There was no further comment from the Taliban on the future of its ties with the US.

“The military mission is over, a new diplomatic mission has begun,” US secretary of state Antony Blinken said in a speech, seen as the Biden administration’s first high-level response to the development.

Blinken has rolled out a seven-point plan for America’s relationship with Afghanistan that revolves around the Taliban government’s ability to deliver on an entire range of assurances; such as not allowing Afghanistan to be used by terrorists to attack the US or its allies, allowing women and girls to study and work; and letting Afghans leave the country if they have the paperwork.

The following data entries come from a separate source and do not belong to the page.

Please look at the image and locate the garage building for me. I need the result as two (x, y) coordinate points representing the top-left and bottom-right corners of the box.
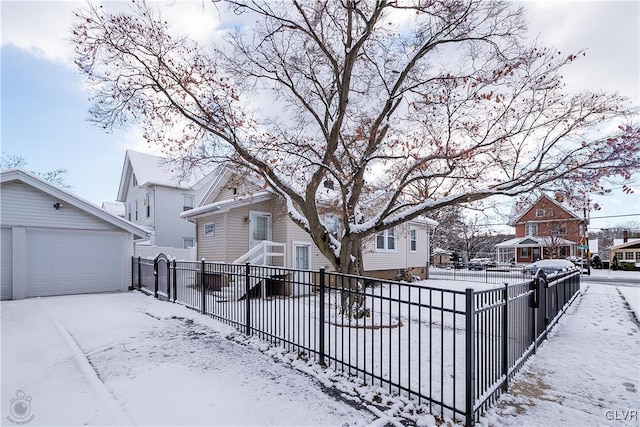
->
(1, 169), (148, 300)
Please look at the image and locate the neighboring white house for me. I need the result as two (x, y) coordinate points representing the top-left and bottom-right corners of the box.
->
(116, 150), (217, 250)
(0, 169), (148, 300)
(181, 169), (436, 280)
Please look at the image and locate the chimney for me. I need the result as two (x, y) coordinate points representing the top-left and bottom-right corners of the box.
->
(623, 230), (628, 243)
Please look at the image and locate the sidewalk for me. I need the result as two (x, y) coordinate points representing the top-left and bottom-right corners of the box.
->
(483, 283), (640, 426)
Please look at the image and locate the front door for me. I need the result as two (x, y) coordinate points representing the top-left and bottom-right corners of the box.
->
(249, 211), (271, 249)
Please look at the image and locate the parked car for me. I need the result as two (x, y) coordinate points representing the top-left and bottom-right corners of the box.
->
(522, 259), (577, 276)
(565, 255), (586, 266)
(468, 258), (497, 270)
(453, 260), (467, 269)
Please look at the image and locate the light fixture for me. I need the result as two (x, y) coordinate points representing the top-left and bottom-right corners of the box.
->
(53, 202), (63, 210)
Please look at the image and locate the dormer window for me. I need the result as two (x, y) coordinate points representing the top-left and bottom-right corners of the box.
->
(535, 209), (544, 217)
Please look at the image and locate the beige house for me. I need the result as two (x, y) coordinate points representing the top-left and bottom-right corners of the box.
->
(181, 169), (435, 280)
(609, 239), (640, 270)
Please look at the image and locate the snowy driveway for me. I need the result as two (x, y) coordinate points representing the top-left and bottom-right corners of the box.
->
(1, 292), (376, 426)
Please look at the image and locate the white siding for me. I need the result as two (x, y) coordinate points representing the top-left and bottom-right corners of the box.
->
(363, 223), (429, 271)
(153, 186), (196, 248)
(1, 228), (12, 300)
(1, 182), (120, 231)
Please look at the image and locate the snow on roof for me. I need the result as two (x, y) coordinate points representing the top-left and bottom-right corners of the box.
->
(101, 201), (125, 217)
(127, 150), (215, 189)
(181, 191), (273, 219)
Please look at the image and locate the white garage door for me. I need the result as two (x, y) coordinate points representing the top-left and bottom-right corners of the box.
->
(1, 228), (12, 300)
(27, 229), (124, 297)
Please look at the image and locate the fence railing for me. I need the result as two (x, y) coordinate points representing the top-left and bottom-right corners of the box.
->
(132, 256), (580, 426)
(428, 265), (532, 285)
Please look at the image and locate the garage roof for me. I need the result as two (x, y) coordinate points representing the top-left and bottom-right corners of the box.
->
(1, 169), (149, 239)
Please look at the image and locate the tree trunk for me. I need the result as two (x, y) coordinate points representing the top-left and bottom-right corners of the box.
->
(336, 234), (368, 318)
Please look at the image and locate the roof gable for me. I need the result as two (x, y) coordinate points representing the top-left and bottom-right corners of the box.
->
(1, 169), (148, 238)
(117, 150), (216, 201)
(509, 194), (580, 225)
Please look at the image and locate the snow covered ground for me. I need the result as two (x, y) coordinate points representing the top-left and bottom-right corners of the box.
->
(483, 281), (640, 427)
(2, 270), (638, 427)
(1, 293), (377, 426)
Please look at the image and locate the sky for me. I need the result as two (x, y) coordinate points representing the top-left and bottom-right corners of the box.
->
(1, 0), (639, 231)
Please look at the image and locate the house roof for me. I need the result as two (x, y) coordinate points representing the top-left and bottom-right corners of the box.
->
(116, 150), (216, 201)
(610, 239), (640, 251)
(181, 191), (273, 219)
(508, 193), (581, 226)
(101, 201), (125, 217)
(495, 235), (577, 248)
(1, 169), (148, 238)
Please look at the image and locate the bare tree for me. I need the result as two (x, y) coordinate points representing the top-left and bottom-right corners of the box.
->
(72, 0), (639, 276)
(1, 153), (73, 190)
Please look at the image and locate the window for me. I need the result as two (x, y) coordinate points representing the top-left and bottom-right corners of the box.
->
(293, 243), (311, 270)
(520, 247), (529, 257)
(376, 228), (397, 251)
(132, 173), (138, 187)
(635, 252), (640, 261)
(253, 215), (269, 241)
(204, 222), (215, 237)
(409, 228), (418, 252)
(536, 209), (544, 217)
(183, 194), (195, 211)
(625, 251), (634, 260)
(323, 213), (340, 236)
(525, 223), (538, 236)
(135, 200), (138, 221)
(183, 238), (195, 249)
(127, 203), (131, 221)
(548, 209), (554, 217)
(145, 193), (151, 218)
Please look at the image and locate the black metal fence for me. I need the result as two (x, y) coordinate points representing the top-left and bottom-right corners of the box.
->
(132, 256), (580, 426)
(428, 265), (532, 285)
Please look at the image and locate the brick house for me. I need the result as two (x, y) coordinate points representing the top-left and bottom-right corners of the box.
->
(496, 194), (585, 264)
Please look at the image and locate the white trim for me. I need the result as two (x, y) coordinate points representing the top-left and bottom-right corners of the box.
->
(0, 169), (148, 238)
(375, 227), (398, 252)
(409, 227), (418, 253)
(292, 241), (312, 270)
(249, 211), (272, 249)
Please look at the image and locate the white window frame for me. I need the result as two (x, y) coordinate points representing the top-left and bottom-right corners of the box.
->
(525, 223), (538, 236)
(204, 222), (215, 237)
(145, 193), (151, 218)
(535, 208), (544, 217)
(183, 238), (195, 249)
(183, 194), (195, 211)
(376, 227), (397, 252)
(409, 227), (418, 253)
(292, 241), (312, 270)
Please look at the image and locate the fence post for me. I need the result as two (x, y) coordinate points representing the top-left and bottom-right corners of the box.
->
(465, 288), (475, 427)
(319, 268), (326, 367)
(245, 262), (251, 335)
(502, 282), (509, 391)
(137, 256), (141, 291)
(153, 257), (159, 298)
(201, 259), (206, 314)
(166, 259), (171, 301)
(172, 260), (177, 303)
(130, 257), (135, 291)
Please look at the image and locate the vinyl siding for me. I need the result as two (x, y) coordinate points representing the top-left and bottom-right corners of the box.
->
(196, 212), (228, 261)
(363, 223), (430, 271)
(209, 181), (265, 204)
(0, 182), (120, 231)
(286, 220), (333, 270)
(153, 186), (196, 248)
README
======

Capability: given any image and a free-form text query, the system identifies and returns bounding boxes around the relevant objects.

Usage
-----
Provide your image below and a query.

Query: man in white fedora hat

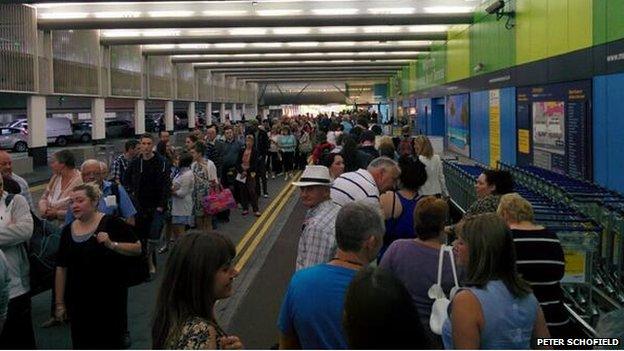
[292,165,341,270]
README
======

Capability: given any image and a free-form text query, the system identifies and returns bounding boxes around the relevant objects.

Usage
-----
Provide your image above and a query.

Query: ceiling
[28,0,482,101]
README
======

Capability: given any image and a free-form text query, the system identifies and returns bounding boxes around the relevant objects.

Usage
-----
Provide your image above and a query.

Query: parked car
[72,122,92,143]
[145,117,160,133]
[72,120,135,143]
[0,127,28,152]
[9,117,73,146]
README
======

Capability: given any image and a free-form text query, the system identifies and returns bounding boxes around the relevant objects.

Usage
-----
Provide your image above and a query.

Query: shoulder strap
[436,245,460,292]
[4,194,15,207]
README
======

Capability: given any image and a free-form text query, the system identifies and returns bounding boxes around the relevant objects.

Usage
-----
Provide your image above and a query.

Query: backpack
[5,194,61,296]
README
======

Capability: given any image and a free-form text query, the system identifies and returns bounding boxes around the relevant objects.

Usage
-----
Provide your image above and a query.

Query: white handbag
[428,244,460,335]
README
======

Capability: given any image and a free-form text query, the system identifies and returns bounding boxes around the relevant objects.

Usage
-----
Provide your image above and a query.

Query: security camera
[486,0,505,15]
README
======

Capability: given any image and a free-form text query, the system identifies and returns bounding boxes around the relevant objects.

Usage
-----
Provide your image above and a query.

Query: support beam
[27,96,47,167]
[91,98,106,144]
[143,44,429,56]
[209,65,403,73]
[188,102,196,129]
[225,70,396,78]
[39,13,473,30]
[194,61,410,69]
[173,53,421,63]
[206,102,212,125]
[165,101,174,132]
[134,99,146,135]
[241,104,246,121]
[219,103,226,123]
[101,32,447,46]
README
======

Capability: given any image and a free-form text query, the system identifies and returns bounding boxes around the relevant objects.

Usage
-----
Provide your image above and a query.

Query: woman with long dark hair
[444,213,550,349]
[152,231,242,349]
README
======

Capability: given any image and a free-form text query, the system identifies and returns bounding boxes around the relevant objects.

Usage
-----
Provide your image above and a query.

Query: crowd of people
[0,109,622,349]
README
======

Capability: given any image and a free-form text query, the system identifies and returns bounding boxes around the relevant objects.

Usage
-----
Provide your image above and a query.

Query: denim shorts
[172,215,194,226]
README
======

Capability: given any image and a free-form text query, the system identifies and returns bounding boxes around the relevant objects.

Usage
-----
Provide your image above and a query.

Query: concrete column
[206,102,212,125]
[231,104,238,122]
[188,102,196,129]
[254,103,259,119]
[165,101,174,132]
[26,95,47,167]
[134,99,145,135]
[220,103,226,123]
[241,104,246,121]
[91,98,106,144]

A key part of this plan is the new US mission in Doha. “As of today, we suspended our diplomatic presence in Kabul and transferred our operations to Doha, Qatar, which will soon be formally notified to Congress,” Blinken said. “Given the uncertain security environment and political situation in Afghanistan, it was the prudent step to take.”

Combating terrorism will be an important component of the relationship. “We will stay focused on counterterrorism,” Blinken said. “The Taliban has made a commitment to prevent terrorist groups from using Afghanistan as a base for external operations that could threaten the United States, our allies, including Al-Qaeda, and the Taliban’s sworn enemy, ISIS-K. We will hold them accountable to that commitment.”